A bordo iban los cuatro "marcados". Mizarth, con su habitual venda de lino oscuro cubriendo sus ojos blancos y sin vida, permanecía sentado en un silencio casi absoluto, sus manos descansando sobre la Lanza del Destino, que ahora viajaba desmontada y cuidadosamente envuelta en paños consagrados. A pesar de su ceguera física, sus otros sentidos, agudizados hasta un extremo casi doloroso, captaban el zumbido de los motores de la nave, el leve cambio en la presión del aire a medida que ascendían, y las auras energéticas de sus compañeros, ahora extrañamente resonantes con la suya propia desde el despertar en la armería. La marca en su pecho, bajo la túnica, era un recordatorio constante, un calor sutil que nunca desaparecía. A veces, cuando cerraba los ojos de su mente, podía "verla" brillar, una constelación rota de luz blanca y absorbente.

Alcorth, a su lado, ocupaba dos asientos con su imponente figura.
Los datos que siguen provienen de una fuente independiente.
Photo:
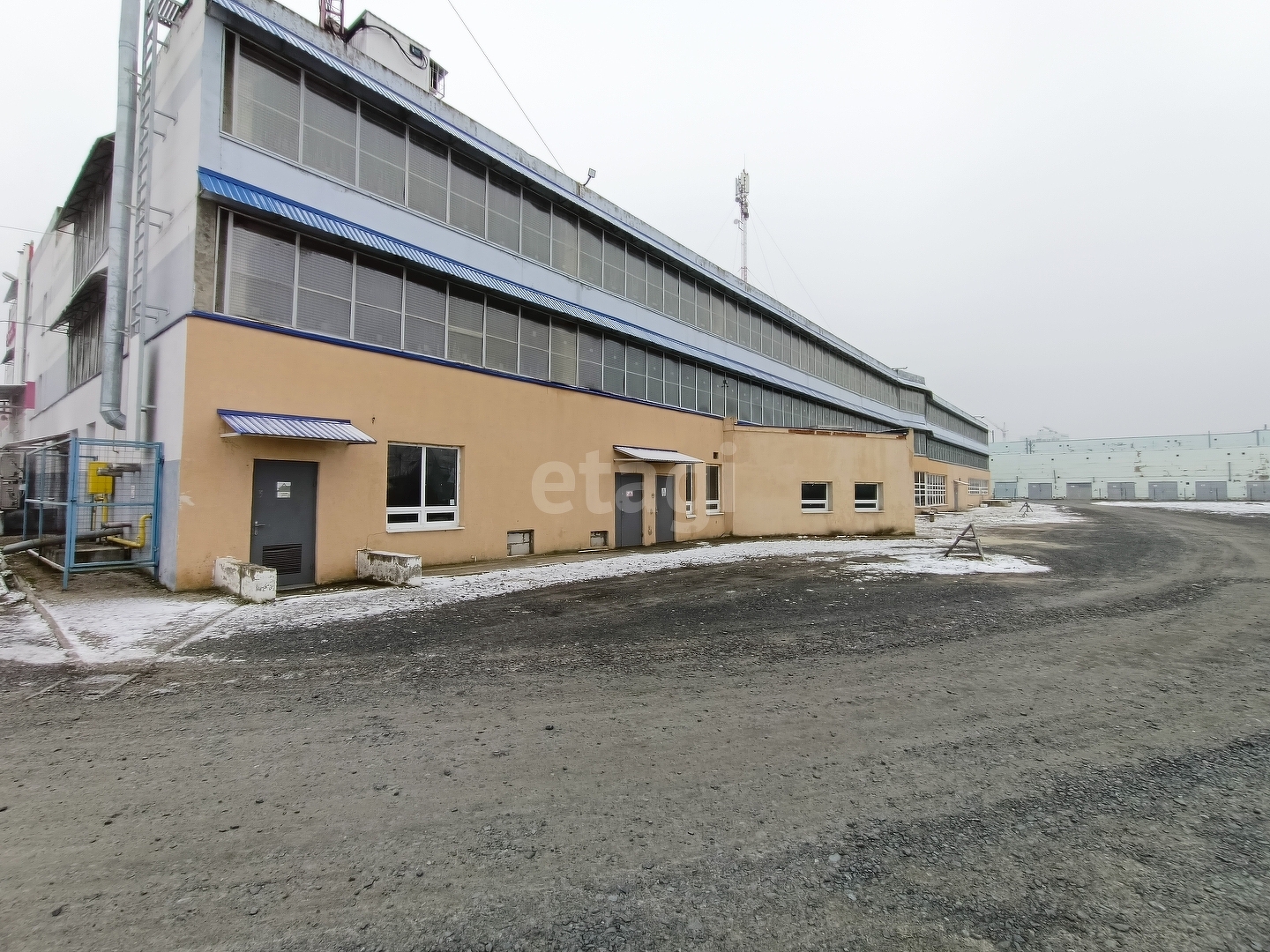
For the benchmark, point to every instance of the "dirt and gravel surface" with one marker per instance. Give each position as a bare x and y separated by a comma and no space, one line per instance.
771,755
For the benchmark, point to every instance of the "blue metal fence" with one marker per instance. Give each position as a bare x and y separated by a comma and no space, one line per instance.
97,502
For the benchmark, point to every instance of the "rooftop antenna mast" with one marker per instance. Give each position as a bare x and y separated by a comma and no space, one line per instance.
743,221
331,17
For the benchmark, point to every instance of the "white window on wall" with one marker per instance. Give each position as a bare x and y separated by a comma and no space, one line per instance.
930,489
817,496
868,496
713,496
423,487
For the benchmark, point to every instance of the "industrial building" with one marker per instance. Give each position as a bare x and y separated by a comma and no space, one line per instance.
1206,466
348,316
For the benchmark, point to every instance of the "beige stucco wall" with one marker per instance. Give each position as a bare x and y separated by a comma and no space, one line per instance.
507,430
770,466
959,498
534,457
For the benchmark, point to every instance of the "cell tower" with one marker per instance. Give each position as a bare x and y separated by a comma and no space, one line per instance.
331,16
743,221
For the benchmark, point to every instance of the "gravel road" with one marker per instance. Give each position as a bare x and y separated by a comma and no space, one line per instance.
771,755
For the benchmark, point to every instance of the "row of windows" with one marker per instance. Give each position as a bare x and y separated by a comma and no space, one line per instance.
423,487
947,453
84,346
940,417
930,489
280,277
92,231
818,496
288,111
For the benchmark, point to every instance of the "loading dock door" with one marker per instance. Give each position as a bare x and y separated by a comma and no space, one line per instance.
1211,492
666,509
629,509
1005,490
285,519
1122,490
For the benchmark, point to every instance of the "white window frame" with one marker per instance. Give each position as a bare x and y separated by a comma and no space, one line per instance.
424,510
930,489
714,505
817,505
868,505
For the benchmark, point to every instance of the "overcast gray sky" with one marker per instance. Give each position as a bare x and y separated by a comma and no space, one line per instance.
1059,213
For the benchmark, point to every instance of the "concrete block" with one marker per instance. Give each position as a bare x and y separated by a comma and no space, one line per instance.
390,568
251,583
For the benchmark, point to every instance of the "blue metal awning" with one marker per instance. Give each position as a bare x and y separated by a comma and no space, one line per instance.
244,423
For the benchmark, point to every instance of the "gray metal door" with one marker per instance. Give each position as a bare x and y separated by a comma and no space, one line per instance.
1122,490
1211,492
285,519
666,508
629,509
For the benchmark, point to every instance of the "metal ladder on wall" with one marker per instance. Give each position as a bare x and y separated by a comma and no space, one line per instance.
159,14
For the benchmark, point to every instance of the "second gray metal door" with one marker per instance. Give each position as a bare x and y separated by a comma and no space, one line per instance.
285,519
1122,490
1211,492
666,509
1080,490
1041,490
629,509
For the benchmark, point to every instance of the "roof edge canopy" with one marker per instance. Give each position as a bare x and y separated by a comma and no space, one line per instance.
247,423
657,456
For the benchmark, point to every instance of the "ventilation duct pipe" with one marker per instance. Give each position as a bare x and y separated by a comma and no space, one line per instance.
121,217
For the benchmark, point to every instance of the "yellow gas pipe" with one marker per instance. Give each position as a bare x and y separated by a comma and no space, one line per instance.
140,542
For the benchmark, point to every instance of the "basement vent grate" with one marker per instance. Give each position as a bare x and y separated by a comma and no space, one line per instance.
285,559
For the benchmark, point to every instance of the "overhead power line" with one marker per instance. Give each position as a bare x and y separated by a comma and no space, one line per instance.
559,164
776,244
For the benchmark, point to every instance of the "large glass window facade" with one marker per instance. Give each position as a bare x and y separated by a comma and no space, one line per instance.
279,277
285,109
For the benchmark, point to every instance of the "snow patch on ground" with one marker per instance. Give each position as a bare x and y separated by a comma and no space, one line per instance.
995,517
26,637
118,617
132,626
1221,508
869,557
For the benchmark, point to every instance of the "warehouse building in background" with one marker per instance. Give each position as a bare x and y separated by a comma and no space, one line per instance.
370,323
1206,466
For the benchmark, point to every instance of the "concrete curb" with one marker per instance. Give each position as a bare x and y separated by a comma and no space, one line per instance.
37,603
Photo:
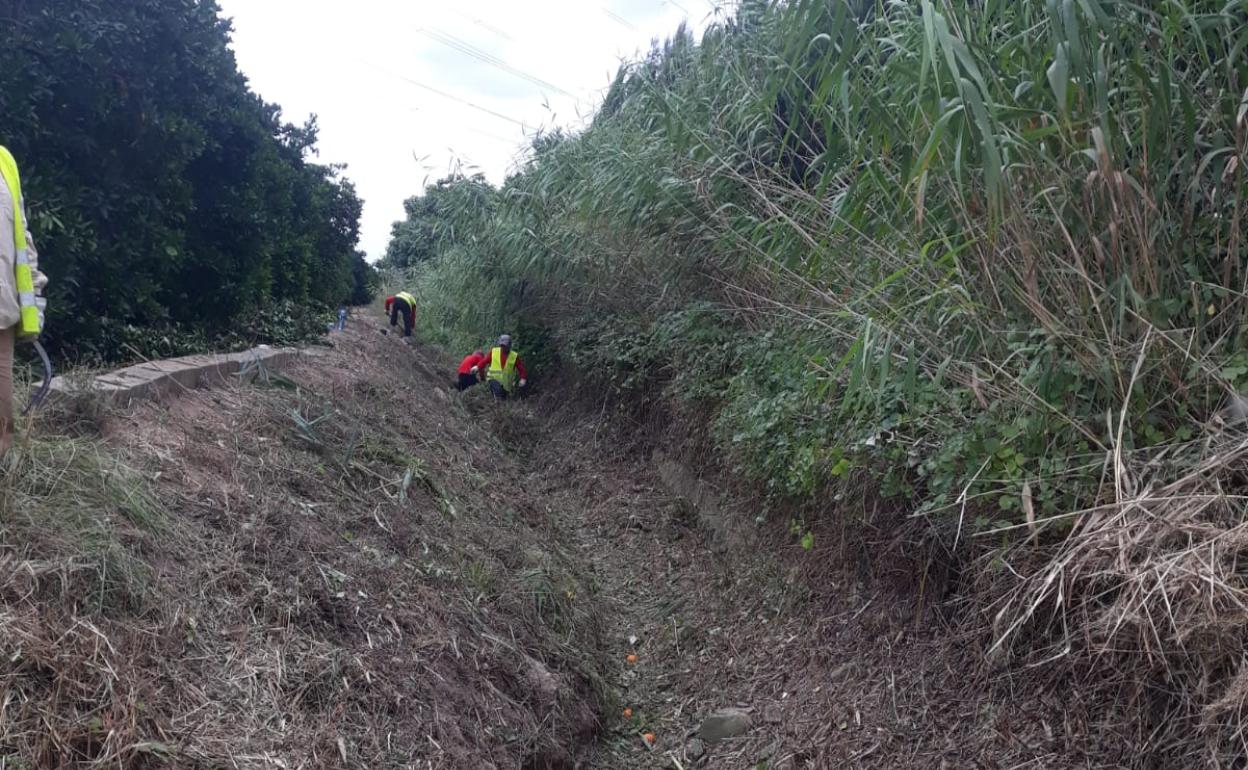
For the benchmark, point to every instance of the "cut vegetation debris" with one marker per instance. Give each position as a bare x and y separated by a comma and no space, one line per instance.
257,575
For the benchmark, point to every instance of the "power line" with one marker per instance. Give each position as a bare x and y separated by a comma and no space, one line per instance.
487,58
486,25
619,19
444,95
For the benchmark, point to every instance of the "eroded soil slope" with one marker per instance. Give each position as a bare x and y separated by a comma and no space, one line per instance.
350,564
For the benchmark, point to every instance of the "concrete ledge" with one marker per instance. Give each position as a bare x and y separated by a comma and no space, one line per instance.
157,378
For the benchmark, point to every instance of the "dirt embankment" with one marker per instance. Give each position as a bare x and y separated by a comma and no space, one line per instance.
348,564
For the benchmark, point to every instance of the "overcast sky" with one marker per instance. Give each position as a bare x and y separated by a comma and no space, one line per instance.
523,64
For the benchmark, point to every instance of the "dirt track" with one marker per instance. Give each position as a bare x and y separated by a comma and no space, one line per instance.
358,567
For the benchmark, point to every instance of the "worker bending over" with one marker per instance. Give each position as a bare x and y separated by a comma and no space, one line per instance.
504,371
21,285
402,303
468,368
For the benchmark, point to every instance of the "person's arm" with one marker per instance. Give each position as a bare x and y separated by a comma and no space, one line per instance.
40,280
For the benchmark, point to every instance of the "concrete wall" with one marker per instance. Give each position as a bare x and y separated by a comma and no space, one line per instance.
156,378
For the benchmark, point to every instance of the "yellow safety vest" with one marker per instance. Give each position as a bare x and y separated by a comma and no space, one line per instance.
23,273
501,371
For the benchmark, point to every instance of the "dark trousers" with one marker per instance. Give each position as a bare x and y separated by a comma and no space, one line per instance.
396,308
501,392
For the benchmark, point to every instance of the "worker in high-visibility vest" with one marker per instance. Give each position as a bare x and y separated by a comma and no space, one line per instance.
402,303
504,371
21,286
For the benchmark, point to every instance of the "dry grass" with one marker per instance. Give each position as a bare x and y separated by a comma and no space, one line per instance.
1146,603
358,585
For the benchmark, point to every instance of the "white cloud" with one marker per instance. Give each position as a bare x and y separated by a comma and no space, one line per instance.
351,64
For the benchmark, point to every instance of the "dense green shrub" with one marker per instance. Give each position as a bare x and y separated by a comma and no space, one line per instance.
936,246
982,257
164,194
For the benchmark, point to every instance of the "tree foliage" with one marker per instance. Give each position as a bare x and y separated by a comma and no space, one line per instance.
164,192
432,220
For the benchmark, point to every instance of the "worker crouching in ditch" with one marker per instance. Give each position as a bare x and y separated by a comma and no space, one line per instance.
402,303
504,371
21,286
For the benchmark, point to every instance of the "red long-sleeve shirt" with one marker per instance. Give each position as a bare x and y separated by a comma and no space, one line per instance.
471,361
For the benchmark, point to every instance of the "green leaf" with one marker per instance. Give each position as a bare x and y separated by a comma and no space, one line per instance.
1060,75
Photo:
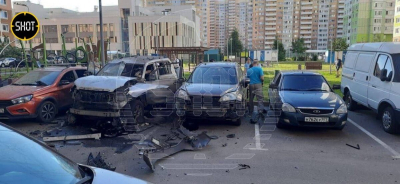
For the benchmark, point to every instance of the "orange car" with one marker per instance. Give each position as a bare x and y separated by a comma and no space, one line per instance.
39,94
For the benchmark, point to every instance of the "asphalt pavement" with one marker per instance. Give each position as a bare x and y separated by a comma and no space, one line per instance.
258,153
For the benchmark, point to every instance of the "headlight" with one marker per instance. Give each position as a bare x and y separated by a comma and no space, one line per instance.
182,95
231,97
23,99
288,108
342,109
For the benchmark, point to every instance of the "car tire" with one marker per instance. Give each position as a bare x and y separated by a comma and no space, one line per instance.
137,108
351,104
47,111
237,122
389,123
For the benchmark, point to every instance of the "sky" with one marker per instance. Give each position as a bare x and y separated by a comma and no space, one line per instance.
76,5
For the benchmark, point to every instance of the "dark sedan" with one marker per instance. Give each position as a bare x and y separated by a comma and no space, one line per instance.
215,90
306,99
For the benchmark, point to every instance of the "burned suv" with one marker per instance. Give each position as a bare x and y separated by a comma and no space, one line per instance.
124,90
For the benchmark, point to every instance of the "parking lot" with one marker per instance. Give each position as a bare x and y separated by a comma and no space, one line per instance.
257,154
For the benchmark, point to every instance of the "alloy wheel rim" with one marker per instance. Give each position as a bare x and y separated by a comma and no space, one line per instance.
48,111
387,119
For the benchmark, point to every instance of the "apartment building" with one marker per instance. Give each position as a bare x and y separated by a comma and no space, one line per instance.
5,16
129,27
369,21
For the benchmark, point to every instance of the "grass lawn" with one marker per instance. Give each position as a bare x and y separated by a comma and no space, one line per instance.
269,73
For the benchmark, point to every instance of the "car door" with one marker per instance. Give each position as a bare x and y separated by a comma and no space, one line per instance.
64,90
361,77
273,93
379,90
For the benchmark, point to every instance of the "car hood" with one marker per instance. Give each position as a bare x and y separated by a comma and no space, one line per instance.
10,92
102,83
103,176
208,89
310,99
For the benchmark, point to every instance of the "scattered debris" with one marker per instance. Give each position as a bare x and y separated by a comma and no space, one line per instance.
243,166
72,137
358,146
124,148
73,142
184,140
36,132
98,162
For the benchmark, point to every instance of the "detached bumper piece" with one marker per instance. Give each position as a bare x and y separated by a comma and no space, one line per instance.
179,140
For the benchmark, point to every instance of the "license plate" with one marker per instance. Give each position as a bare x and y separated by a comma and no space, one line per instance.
317,119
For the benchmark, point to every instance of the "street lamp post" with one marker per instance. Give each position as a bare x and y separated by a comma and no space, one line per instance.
101,34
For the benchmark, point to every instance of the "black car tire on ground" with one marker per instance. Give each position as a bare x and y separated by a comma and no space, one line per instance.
137,108
237,122
351,104
389,123
46,112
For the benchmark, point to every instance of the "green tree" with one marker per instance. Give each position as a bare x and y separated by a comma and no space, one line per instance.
282,51
298,47
339,44
235,43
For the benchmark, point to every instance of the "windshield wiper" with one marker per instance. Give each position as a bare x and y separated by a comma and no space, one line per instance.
41,83
316,89
291,89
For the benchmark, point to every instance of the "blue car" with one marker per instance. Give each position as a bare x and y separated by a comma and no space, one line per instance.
305,99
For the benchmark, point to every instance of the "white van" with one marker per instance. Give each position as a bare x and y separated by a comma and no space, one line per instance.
371,77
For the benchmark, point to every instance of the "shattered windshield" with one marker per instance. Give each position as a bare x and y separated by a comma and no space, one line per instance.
122,69
214,75
38,77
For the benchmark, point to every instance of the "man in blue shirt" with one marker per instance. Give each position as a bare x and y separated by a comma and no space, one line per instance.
256,76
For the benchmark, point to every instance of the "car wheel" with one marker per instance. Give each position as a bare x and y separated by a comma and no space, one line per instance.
137,108
389,123
47,112
237,122
350,103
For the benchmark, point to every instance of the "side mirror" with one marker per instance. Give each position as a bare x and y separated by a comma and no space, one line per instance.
64,82
273,86
336,86
383,75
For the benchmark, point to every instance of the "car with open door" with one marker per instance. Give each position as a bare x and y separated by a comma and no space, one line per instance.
40,94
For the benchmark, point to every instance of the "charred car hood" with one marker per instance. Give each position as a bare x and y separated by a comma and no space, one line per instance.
310,99
102,83
208,89
11,91
103,176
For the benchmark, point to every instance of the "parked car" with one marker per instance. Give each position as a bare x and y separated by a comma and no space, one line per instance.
40,93
371,77
304,98
46,165
124,89
6,62
216,90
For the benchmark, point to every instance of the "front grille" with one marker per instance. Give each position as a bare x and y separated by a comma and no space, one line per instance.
316,111
205,101
96,96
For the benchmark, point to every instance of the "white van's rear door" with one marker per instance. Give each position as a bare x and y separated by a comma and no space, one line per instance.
379,90
361,75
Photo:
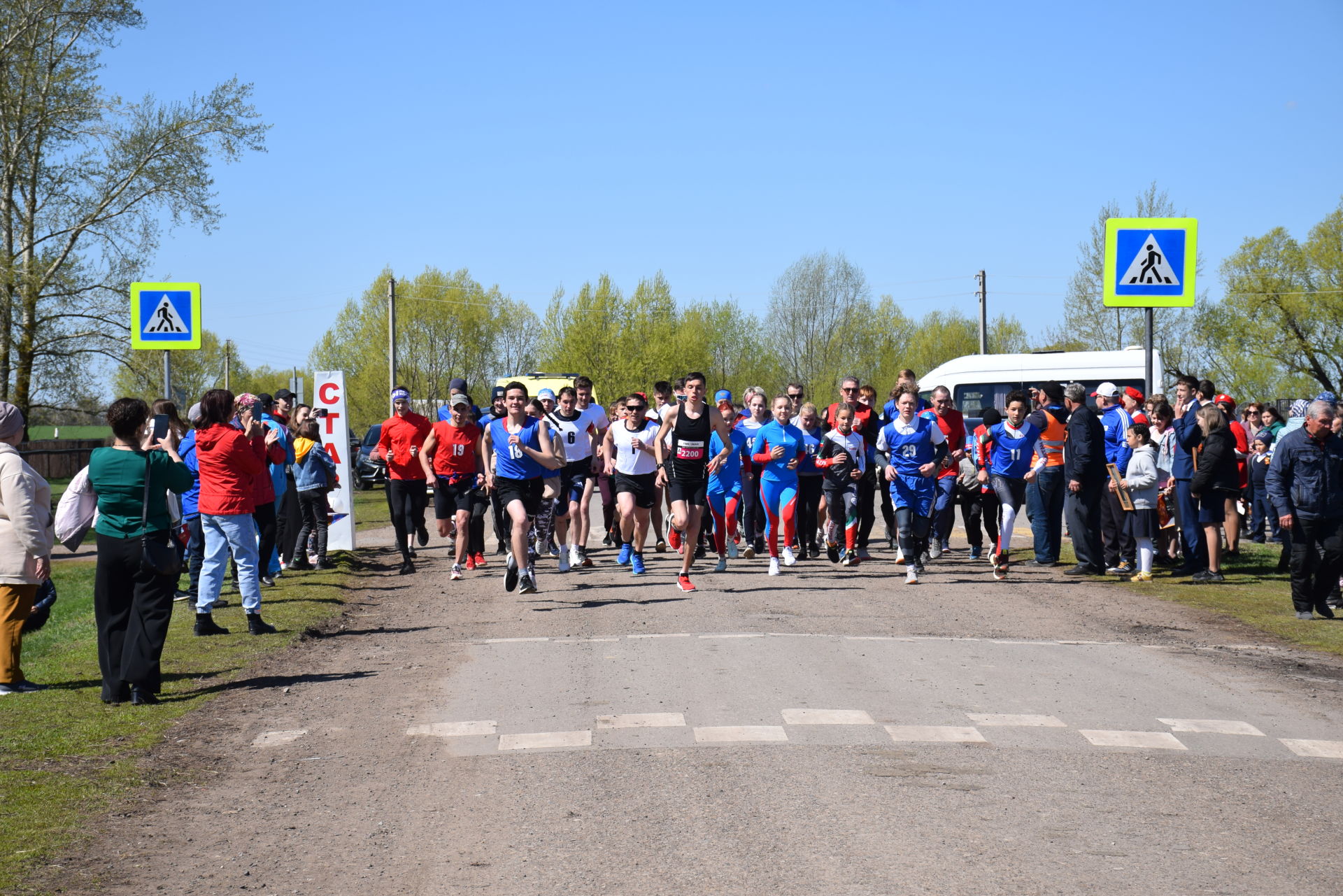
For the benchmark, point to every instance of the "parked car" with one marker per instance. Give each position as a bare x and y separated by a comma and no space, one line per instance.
369,471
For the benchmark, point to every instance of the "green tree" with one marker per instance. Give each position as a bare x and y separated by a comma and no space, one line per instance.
1279,329
87,182
1088,325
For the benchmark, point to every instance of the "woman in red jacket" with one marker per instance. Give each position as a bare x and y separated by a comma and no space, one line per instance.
233,458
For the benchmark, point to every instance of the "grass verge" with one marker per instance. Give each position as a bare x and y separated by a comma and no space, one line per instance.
1255,592
66,757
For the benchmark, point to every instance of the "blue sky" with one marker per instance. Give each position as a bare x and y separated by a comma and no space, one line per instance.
541,144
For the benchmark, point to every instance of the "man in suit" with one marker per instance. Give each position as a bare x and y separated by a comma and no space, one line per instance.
1188,439
1084,471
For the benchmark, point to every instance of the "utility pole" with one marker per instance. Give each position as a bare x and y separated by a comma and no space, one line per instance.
391,335
983,312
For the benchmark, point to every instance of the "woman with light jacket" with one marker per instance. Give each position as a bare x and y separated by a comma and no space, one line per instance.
26,539
232,460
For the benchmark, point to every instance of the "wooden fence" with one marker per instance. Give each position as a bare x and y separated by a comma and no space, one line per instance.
58,458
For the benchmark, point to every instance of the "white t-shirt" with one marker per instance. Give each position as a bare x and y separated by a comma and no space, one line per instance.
627,458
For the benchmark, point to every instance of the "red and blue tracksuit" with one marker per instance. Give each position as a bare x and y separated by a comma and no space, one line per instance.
778,484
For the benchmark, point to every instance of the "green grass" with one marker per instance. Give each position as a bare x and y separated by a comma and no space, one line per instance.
66,757
1255,592
36,433
371,509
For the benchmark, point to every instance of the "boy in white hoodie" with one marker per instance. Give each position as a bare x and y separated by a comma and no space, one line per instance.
1142,523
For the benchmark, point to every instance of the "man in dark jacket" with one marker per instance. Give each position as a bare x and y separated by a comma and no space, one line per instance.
1306,487
1188,439
1084,471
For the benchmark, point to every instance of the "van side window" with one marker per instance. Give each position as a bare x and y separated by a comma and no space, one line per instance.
973,398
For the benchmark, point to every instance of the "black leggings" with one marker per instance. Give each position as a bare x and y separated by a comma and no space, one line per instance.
312,508
406,503
265,518
132,609
809,503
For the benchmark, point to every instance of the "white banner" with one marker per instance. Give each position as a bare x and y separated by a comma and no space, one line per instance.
329,397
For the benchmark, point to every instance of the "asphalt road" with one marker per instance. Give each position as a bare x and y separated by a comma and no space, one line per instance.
829,731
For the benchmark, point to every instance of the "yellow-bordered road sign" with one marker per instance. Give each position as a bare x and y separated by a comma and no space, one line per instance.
1150,262
166,315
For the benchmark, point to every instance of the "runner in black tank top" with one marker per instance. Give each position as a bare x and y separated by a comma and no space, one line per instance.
687,473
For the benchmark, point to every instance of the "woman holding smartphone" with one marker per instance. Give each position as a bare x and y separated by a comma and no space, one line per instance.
132,602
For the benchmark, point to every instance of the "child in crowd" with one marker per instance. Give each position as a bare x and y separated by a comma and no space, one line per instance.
1141,481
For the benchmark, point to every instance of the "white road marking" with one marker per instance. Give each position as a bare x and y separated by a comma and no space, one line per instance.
1146,739
1322,748
943,734
1213,727
826,718
453,728
1007,719
724,734
547,739
642,720
271,738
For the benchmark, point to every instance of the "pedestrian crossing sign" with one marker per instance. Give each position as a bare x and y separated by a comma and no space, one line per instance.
1150,262
166,315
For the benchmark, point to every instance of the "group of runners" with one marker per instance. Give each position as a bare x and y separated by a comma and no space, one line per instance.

La marca carmesí en su pecho parecía latir bajo su armadura ligera de combate. Sus ojos, normalmente de un rojo tan oscuro que bajo la mayoría de las luces parecían negros como la obsidiana, similares al color de la sangre coagulada, a menudo se teñían de un brillo escarlata casi sobrenatural cuando su mente volvía a la explosión de energía y al poder desconocido que había sentido surgir en su interior. Había llegado de Cawdor apenas unos días antes, convocado por un mensaje urgente de su padre, Lord Nor, justo a tiempo para presenciar el cataclismo en la armería. Aedius Vaisman lo había despedido con una mirada severa pero cargada de un tácito entendimiento, como si supiera que el entrenamiento del joven Patmus estaba a punto de entrar en una fase mucho más peligrosa y real.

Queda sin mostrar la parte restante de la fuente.